Text
Tetapi virus merah jambu
"Saudaraku tercinta, buku ini merupakan 'jeritan hati saya sebagai seorang Muslim yang terus berusaha memperbaiki diri dan iman. Ya, sebuah jeritan hati usai melihat, mengamati, merekam dan merefleksi fenomena-fenomena sosial yang bertutur tentang keruntuhan sendi-sendi moral bangsa ini sebagai akibat dari gelora cinta, bara asmara, dan libido seksual yang tak terkendali dan tak termenejemeni dengan baik.
"Sungguh, bangsa ini sedang dirundung ancaman serius 'virus cinta-nafsu atau saya lebih senang menyebutnya dengan istilah 'virus merah jambu'. Yaitu, virus cinta yang bangkit dan tumbuh subur karena dorongan fisik, seksual, dan erotisme yang menggelora-gelora tanpa bisa dikendalikan oleh si penderitanya."
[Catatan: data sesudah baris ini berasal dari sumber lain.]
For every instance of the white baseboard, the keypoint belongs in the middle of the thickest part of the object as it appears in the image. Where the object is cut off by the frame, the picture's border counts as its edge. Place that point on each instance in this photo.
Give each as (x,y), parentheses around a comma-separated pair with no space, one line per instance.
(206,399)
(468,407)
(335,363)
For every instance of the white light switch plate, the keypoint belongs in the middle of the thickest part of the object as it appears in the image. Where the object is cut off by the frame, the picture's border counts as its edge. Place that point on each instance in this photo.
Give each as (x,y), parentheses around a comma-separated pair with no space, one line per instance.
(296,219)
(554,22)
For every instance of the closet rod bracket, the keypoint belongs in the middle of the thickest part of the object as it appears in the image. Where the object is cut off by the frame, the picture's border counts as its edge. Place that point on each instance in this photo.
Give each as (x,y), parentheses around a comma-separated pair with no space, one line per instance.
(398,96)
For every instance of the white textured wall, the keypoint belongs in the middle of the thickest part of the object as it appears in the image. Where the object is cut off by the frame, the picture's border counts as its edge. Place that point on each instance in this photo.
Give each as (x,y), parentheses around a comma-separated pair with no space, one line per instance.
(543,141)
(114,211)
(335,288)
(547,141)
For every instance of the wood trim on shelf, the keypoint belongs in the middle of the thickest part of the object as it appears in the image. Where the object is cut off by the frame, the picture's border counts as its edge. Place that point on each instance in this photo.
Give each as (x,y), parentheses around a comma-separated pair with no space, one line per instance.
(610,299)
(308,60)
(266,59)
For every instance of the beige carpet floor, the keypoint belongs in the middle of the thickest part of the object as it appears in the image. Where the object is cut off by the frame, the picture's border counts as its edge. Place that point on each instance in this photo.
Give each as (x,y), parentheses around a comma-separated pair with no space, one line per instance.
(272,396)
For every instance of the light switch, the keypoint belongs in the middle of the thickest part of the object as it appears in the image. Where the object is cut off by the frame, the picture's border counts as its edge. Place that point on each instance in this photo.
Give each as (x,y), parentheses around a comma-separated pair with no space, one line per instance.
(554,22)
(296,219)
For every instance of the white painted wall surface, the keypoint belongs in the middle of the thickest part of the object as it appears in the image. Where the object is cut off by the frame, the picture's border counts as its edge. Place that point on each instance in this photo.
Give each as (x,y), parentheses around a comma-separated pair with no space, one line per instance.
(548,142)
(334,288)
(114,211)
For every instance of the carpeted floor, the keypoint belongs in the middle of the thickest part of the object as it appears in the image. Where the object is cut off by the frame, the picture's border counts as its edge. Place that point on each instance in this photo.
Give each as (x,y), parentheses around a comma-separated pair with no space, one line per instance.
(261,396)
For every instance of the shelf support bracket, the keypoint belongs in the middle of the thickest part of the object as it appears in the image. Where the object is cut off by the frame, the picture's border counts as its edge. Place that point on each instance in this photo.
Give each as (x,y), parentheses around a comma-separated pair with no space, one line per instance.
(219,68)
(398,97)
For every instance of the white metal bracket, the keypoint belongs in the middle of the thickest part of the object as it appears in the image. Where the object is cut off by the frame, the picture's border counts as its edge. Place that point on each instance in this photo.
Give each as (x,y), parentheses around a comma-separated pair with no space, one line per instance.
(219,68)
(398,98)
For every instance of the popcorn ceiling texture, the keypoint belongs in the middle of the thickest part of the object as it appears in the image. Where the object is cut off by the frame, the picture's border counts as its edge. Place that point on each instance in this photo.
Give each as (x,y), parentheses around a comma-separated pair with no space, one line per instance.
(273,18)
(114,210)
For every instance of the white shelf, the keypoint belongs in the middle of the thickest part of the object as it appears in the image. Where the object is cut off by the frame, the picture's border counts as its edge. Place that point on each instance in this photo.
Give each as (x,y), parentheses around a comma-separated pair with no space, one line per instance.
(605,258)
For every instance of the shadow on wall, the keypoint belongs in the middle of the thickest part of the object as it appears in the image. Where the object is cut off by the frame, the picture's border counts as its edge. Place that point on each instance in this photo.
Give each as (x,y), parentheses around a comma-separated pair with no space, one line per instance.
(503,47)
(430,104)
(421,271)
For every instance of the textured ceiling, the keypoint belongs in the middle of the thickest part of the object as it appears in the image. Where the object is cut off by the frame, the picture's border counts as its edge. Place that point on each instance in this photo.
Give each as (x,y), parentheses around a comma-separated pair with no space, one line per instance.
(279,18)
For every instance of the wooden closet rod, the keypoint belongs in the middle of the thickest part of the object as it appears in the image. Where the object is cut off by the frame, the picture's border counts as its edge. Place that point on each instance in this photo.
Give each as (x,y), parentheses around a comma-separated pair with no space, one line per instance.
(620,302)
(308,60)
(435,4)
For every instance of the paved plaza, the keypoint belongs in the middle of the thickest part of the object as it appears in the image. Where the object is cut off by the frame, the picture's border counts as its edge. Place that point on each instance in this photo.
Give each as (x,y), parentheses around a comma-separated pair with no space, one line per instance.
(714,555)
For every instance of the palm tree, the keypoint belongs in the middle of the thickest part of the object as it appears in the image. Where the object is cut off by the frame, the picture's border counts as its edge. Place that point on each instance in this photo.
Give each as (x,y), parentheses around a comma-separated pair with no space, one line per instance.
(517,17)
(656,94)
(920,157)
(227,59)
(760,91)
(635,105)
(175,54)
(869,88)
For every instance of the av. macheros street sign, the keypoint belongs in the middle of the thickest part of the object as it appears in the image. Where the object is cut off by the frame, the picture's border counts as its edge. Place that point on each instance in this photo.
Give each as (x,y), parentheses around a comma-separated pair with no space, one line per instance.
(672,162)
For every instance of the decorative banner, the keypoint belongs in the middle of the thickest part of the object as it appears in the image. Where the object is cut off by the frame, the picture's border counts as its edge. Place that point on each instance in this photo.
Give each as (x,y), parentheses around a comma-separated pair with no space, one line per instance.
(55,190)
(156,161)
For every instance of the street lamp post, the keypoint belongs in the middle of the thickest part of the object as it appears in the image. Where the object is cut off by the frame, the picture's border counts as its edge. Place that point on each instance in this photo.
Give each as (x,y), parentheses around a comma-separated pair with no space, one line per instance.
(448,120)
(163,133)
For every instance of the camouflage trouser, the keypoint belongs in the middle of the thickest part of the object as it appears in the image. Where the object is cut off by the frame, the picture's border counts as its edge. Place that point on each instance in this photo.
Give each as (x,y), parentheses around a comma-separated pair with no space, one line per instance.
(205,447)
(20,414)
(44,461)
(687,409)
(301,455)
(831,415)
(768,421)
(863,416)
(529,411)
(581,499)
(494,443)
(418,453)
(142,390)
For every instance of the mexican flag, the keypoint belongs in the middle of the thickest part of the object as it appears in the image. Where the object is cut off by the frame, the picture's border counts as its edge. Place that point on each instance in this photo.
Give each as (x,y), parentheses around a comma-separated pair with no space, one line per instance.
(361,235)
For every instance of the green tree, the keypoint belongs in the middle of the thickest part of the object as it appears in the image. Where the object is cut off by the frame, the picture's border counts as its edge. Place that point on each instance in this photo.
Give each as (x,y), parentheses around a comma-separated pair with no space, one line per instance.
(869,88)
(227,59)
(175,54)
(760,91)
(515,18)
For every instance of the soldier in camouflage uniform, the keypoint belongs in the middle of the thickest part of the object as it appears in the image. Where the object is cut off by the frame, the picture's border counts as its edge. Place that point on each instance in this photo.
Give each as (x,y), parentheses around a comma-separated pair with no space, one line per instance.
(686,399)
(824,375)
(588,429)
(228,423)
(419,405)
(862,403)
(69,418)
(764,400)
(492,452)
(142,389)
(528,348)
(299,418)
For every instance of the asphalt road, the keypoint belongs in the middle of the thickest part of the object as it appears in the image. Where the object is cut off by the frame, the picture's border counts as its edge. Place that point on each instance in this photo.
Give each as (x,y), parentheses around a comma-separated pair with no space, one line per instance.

Begitulah Ustadz Anif Sirsaeba, seorang dai muda, dan pengarang nasional papan atas kita menyapa para penggemarnya dalam buku terbarunya ini. Di buku ini, Ustadz Anif menyajikan kepada kita segala persoalan "virus cinta" dengan lincah, lancar, mengalir dan apa adanya; kadang meledak-ledak, kadang blak-blakan, tanpa tedheng aling-aling, kadang mendayu-dayu, kadang lembut, tenang, halus, dan dalam.